Er klappte den Ordner hastig wieder zu und schaute zu ihr hoch. Sie hielt eine Hand an den Mund gepresst.
»Entschuldigung. Ich dachte, Sie wären es gewohnt, so was zu seh…«
»Bin ich auch, bin ich auch. Es ist nur, dass man sich nie daran gewöhnt. Mein Spezialgebiet ist abweichendes Sexualverhalten und sexuelle Dysfunktion. Aber die schlimmstmögliche Ausprägung einer solchen Störung zu sehen …«
Sie deutete auf den geschlossenen Ordner.
»Das ist, was ich zu verhindern versuche. Es ist entsetzlich, so etwas ansehen zu müssen.«
Bosch nickte, und sie bat ihn, ihr die Fotos noch mal zu zeigen. Er öffnete den Ordner und blätterte zu den Klarsichthüllen. Er wählte eine Nahaufnahme vom Hals des Opfers aus und deutete auf die leichten Einkerbungen in Lily Prices Haut.

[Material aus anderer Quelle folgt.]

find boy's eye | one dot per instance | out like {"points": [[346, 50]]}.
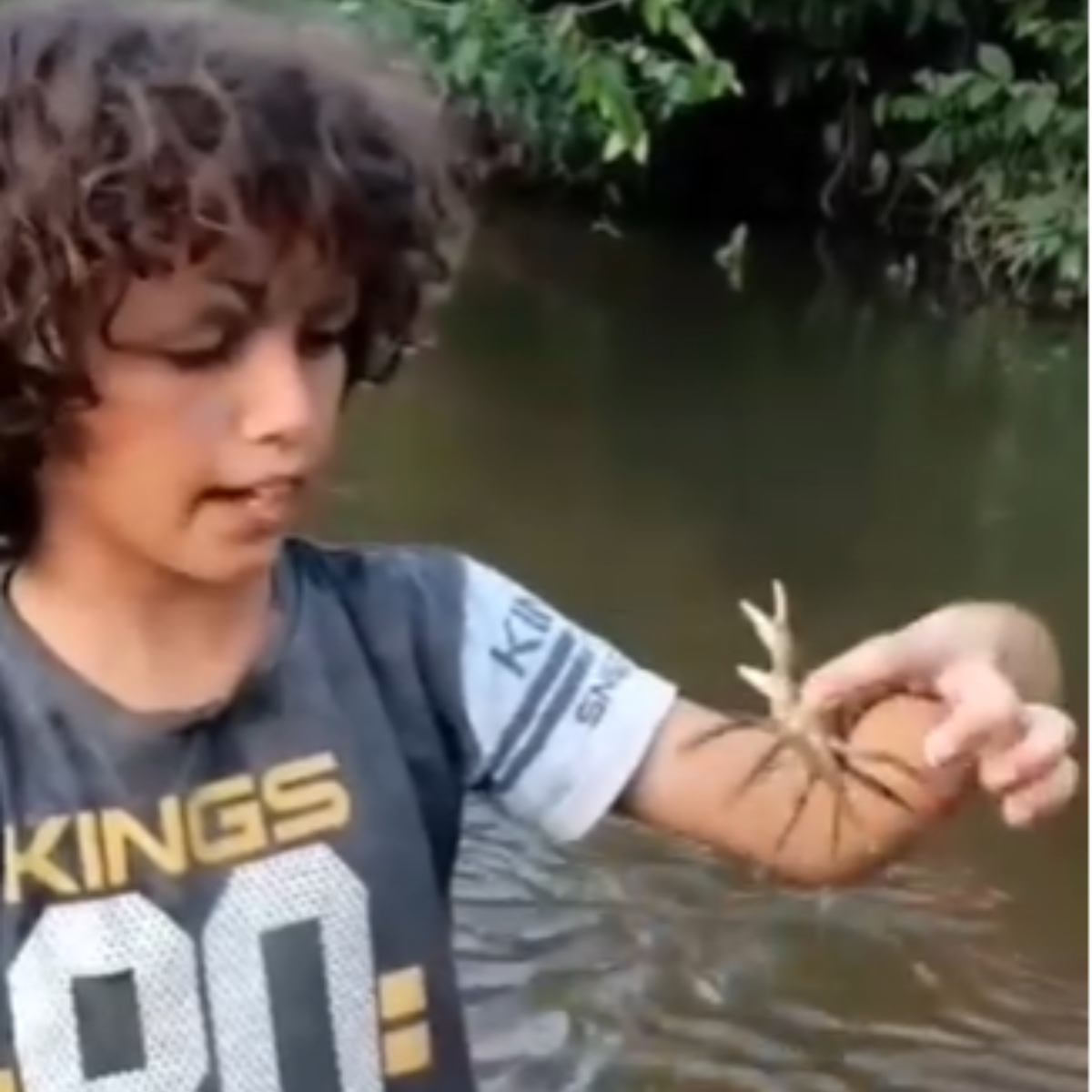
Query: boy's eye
{"points": [[216, 350]]}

»Sehen Sie, was ich meine?«
»Ja«, sagte Stone. »Das arme Mädchen.«
»So, und jetzt sehen Sie sich das an.«
Er blätterte zu einer Polaroidaufnahme auf der nächsten Seite und forderte sie auf, sich den Abdruck genau anzusehen. In der Haut war eine deutliche Vertiefung zu erkennen.

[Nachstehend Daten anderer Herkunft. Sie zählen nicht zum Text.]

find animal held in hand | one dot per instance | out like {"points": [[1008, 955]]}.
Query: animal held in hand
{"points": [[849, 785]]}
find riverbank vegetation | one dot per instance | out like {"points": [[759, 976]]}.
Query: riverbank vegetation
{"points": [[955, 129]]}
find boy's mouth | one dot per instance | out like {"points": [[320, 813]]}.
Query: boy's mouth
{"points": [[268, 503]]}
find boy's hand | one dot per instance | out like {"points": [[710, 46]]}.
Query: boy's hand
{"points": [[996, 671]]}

»Ja, ich sehe, was Sie meinen. Aber was hat das zu bedeuten?«
»Dieses Foto wurde aus einem anderen Winkel aufgenommen, und deshalb ist darauf der obere Rand der Vertiefung zu sehen. Auf dem ersten Foto war der untere Rand zu sehen.«
Er blätterte eine Seite zurück und verdeutlichte mit dem Finger die Unterschiede zwischen den beiden Aufnahmen.
»Sehen Sie es?«
»Ja. Aber trotzdem verstehe ich nicht, was das Ganze soll. Das sind lediglich zwei Linien. Was bedeuten sie?«
»Also, die beiden Linien befinden sich auf verschiedenen Höhen ihres Halses. Das heißt, sie sind der obere und der untere Rand der Schlinge. Und sie verraten uns nicht nur, wie breit die Schlinge war, sondern auch – und das ist noch wichtiger –, worum es sich dabei genau gehandelt hat.«
Daumen und Zeigefinger spreizend, fuhr er die Linien auf einem der Fotos nach und markierte so ein vier bis fünf Zentimeter breites Band.